Althea could tell that Jack was trying. He wanted the other boys, and the Altheas too, to accept him. The Carsons especially were being mean, but Jack looked hopeful, as if somehow things would still be okay. Althea kept quiet. The Altheas weren’t involved in this, and there was something wrong with the boy, something much worse than a replaced hand. Whatever asthma really was, it was obviously a disease her people had spent generations eradicating. Her people didn’t suffer from disease. That Jack had a thing like asthma was terrifying. Despite what the Samuel said, human illness was contagious. It was what had killed them all. It was better to keep her distance, as the rest of her sisters were doing.

Jack’s eyes flickered between the Carsons. He looked to the Samuels for help, searching for a friendly face. While they wouldn’t join in with the Carsons, not with an elder Samuel right inside, they also wouldn’t try to stop them. A few of Althea’s sisters chewed their nails.

Carson-312 flicked a pebble at Jack’s shoulder. “Well, monkey-boy?” he said. “If you’re not an accident, what the hell are you?”

“I . . . I don’t . . .” Jack struggled, not knowing what answer to give.

“You’re not one of us,” Carson-311 said.

Carson-312 flicked another pebble, hitting Jack’s arm. “You don’t belong here.”

A third pebble immediately followed, this one striking his shoulder again. Jack backed away, his tongue pressing his teeth. The boys sniggered, and now the Samuels joined in. More of the Carsons took up handfuls of gravel.

Jack closed his eyes and pulled an unsteady breath into his chest. “Stop it,” he said, his voice thin and strained. His fingers reached into his pocket, seeking the inhaler he’d used inside. It was the asthma again. The Samuel had called it an attack, as if the boy’s own body were assaulting him just as much as the Carsons seemed ready to do. Althea shuddered. Jack finally got the inhaler out but then dropped it in the dirt. He fell to his knees, his hands scrambling for it frantically, panic etched on his face.

All ten Carsons grinned at once.

Althea’s sisters stood like her, watching. They were feeling what she was—fear, and also disgust. Carsons were confrontational. They were engineers, but also leaders. They liked being in charge, even in Vispera, where the only hierarchy was age and decisions were made by consensus. Still, the community celebrated the Carsons’ sense of leadership as much as it did the Nylas’ work in the labs or the Ingas’ paintings. The community taught the young people that they should think of the differences in the models as the various organs of the body, each with its own role, but working together for the good of the whole.

This, however, was the bad side of the Carsons.

As much as Althea didn’t like what the Carsons and Samuels were doing, it was painfully clear to everyone that Jack wasn’t Homo factus.
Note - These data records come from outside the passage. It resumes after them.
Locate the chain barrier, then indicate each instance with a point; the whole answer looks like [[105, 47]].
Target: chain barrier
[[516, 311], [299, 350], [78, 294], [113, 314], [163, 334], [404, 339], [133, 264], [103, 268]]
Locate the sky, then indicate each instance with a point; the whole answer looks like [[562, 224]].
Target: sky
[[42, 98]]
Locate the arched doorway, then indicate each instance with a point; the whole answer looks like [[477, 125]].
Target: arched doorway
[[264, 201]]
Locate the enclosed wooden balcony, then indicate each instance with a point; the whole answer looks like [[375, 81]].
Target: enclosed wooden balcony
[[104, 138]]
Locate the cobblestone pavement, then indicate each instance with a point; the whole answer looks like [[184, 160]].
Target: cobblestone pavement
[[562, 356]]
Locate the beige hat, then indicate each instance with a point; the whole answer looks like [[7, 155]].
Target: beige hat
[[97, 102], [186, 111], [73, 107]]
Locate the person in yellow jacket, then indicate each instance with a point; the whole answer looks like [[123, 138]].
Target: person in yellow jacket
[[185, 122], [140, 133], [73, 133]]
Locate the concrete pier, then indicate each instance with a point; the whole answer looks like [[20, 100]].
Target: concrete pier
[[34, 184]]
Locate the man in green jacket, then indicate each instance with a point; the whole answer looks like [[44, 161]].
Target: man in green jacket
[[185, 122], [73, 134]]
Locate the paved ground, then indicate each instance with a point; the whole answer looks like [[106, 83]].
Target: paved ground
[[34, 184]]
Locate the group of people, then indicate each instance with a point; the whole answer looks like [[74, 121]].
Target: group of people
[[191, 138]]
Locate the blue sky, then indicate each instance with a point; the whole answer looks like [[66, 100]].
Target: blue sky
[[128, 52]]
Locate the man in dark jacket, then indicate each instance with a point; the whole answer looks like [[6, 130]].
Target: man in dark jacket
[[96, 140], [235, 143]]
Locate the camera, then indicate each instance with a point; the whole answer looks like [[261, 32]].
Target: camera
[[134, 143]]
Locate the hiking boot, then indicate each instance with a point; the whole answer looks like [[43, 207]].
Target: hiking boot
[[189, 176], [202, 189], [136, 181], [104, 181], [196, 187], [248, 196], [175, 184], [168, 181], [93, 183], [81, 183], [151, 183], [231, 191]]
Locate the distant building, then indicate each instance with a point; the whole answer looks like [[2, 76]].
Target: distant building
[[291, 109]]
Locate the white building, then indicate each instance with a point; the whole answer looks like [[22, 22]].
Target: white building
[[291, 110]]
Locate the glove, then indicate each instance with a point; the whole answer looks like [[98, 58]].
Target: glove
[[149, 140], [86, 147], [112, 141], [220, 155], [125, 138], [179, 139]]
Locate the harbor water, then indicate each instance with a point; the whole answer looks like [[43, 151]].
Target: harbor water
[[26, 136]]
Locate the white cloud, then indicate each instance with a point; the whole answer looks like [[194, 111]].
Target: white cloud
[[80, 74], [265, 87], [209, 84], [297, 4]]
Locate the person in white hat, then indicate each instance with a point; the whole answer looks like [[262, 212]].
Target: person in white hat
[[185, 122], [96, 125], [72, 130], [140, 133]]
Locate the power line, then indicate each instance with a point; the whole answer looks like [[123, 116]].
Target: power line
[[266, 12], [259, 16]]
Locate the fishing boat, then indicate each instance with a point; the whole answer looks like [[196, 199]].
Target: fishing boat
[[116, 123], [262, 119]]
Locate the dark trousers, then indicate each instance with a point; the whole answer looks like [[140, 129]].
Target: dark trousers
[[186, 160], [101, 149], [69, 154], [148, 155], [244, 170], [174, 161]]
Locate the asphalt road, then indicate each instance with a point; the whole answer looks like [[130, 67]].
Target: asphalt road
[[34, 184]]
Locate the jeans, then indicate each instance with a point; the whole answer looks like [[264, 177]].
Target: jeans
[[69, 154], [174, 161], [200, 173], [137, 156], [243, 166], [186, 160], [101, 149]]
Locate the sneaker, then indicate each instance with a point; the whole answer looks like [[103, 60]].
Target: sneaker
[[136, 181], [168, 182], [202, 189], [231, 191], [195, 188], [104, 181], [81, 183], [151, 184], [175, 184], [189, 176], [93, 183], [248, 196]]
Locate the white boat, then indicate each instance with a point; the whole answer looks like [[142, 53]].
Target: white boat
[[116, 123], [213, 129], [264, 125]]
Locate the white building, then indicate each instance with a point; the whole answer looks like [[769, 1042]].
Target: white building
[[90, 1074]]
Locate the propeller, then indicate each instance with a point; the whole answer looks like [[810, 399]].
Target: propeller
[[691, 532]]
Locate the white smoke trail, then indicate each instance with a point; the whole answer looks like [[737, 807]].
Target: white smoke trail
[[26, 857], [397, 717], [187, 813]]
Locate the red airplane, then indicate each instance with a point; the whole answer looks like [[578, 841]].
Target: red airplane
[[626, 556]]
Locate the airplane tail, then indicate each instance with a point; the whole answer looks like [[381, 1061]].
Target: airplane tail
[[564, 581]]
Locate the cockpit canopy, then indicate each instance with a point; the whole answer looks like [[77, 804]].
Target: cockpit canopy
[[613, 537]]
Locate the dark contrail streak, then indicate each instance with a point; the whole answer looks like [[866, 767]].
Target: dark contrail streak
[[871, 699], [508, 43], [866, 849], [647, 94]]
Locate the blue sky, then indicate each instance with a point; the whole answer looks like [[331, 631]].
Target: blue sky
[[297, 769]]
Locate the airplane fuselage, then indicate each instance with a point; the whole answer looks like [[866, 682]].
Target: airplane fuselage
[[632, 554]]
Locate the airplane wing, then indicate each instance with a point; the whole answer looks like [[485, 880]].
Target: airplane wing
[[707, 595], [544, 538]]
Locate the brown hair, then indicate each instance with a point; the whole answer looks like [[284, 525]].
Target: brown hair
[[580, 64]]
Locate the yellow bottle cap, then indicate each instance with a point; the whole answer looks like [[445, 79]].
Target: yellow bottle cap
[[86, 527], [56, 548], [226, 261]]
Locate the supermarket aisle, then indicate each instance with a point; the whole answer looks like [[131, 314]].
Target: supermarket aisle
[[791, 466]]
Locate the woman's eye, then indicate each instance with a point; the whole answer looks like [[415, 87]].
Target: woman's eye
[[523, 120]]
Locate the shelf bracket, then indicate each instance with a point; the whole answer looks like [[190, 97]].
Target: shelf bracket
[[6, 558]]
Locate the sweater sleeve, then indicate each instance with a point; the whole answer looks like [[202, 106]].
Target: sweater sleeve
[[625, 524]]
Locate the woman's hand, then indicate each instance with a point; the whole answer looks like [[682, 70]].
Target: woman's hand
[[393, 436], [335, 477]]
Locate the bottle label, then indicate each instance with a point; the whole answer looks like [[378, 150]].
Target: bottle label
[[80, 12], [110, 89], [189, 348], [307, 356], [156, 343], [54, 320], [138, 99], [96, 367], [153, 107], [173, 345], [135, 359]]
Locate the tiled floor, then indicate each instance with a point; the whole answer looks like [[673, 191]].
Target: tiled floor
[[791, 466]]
He did mostly look like all of them, but that only made the blankness they felt from him more terrible. Everyone’s emotions were so strong. In one moment of communing, Althea could most palpably feel her sisters’ sick fear. Under that, she sensed the uneasy, excited tension of the Samuels, and then the current of gleeful anger emanating from the Carsons. Like everyone else, she felt nothing from the boy. As if he were an animal. As if he were dead.

Jack’s shoulders hunched forward. Another Carson threw a pebble at his forehead. The pebbles weren’t large enough to cause more than a brief sting, but Jack’s eyes darted from face to face as if he feared what might come next.

Althea peered toward the window of their classroom. Where was the Samuel? And then she saw him. He was watching the students through a window. He was frowning and taking notes. Why didn’t he do something?

It occurred to her then that this was the test the Council had planned. It wasn’t on history or science, or anything they’d studied for. The test was how they acted today, with this boy the Council had thrust upon them. And perhaps they were watching Jack as well, to see how he would fit in. But surely Samuel-299 wouldn’t let things go too far. Althea didn’t like the sneers growing on the Carsons’ faces.